Well, I can’t really add anything that’s not already been said on that other thread. The OSX API simply doesn’t provide a way to fix it.

Ok, then can you explain more specifically what’s wrong with his proposed fix in that thread? It seems reasonable to me, though I’m no Cocoa expert.

His suggestion would ruin the performance in every other situation except this one.

There’s at least one other long thread about the same thing, if you want more info. I’m not going to repeat it all yet again here.

Interesting. Now that I know what to look for, there seems to be a lot of threads that are essentially talking about this same problem. So I gather that I’m not the only one frustrated about it :).
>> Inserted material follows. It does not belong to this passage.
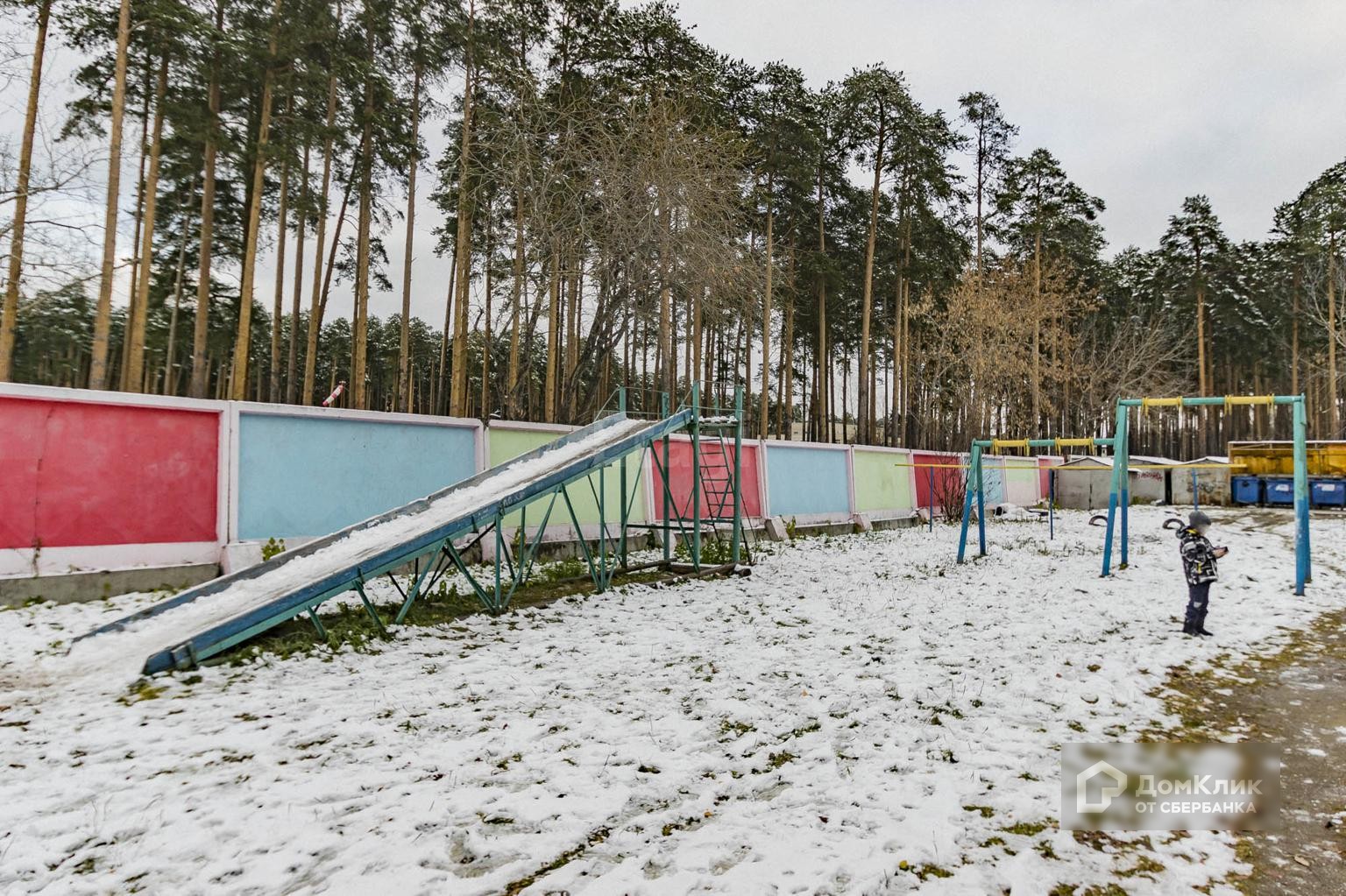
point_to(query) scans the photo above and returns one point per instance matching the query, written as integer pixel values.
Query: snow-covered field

Wouldn’t it be possible in some way to solve this by using Component’s bufferedImage? Here’s what I mean. Right now, it looks as though when a Component is repainted, its bufferedImage is set to Image::null no matter what. But if only a small part of the Component has changed, it doesn’t make sense to throw the whole bufferedImage away – you just need to redo a small section of it. Couldn’t there be some kind of clipping logic here? That way, you’d be able to repaint a child Component into the parent’s existing Image. Make sense?

That does make sense, and that’s the kind of thing that could be done with the new CachedComponentImage class.